Конан протянул ей листок.
— Что это?
Сиотвия удивленно вскинула брови. Аниэла иэла и Мелия подошли, чтобы посмотреть.
— План дома.
Аниэла вздохнула с облегчением.
— Ах, Конан! — Она весело взглянула на киммерийца.— Успокойся, план дома может составить любой из побывавших у нас, а таких в Шадизаре сотни! — Она улыбнулась ему обворожительной улыбкой, которая даже теперь могла свести с ума кого угодно.
Конан невольно вздохнул:
— Значит, любой может нарисовать?
— Конечно! — радостно подтвердила она.
— И план первого этажа, который весь, за исключением овального зала, отдан в распоряжение прислуги? — спросил Конан, не сводя с нее пристального взгляда.
Улыбка застыла на лице Аниэлы.
— Вплоть до погребов и кладовок, где в случае надобности можно спрятаться? — продолжал он.
Женщина побледнела.
— Ты прав, Конан,— вместо дочери ответила Сиотвия,— мы будем приглядывать за слугами, но вот воины Бруна…
— Воины Бруна ни при чем,— убежденно ответил он.— Это было бы слишком.
— Но ведь сегодняшние ночные гости — аренджунцы?— возразила Сиотвия.— Если жрецы наняли их, могли нанять и еще кого-то.
— Верно, — кивнул Конан, — но Эль-Карам и Бен-Сауф — знаменитые похитители людей. Именно поэтому к ним и обратились.
— Но что если…
— У них просто не было времени.
Конан упорно стоял на своем.
— Хорошо.— Сиотвия решила прекратить ненужный спор.— Сегодня должен появиться Мэгил. Мы просили его выяснить все, что можно, и надеюсь, его приход прояснит наше положение окончательно.— Она обернулась к Конану: — Ты хотел сказать еще что-то?
Киммериец кивнул:
— Я хотел спросить: вы убедились в серьезности и настойчивости наших врагов?
— Мы и не сомневались в этом.— Сиотвия ответила за всех.

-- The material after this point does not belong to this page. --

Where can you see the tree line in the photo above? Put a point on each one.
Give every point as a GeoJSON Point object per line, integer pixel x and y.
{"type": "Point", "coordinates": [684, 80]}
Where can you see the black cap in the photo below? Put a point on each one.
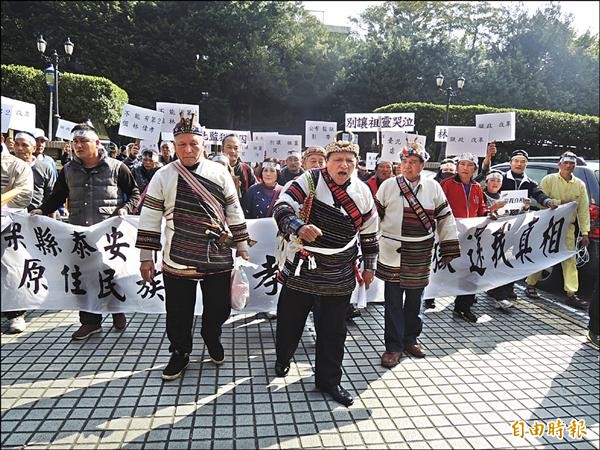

— Тогда я хочу повторить и свое предложение: Мелия должна уехать.
— Нет.— Мелия побледнела и умоляюще посмотрела на могучего варвара, впервые заговорив с ним.— Как только мы покинем Шадизар, мы станем беззащитными, и меня уже ничто не спасет. Я боюсь…
Киммериец посмотрел на Аниэлу и Сиотвию и, хотя обе молчали, понял, что они согласны с девушкой.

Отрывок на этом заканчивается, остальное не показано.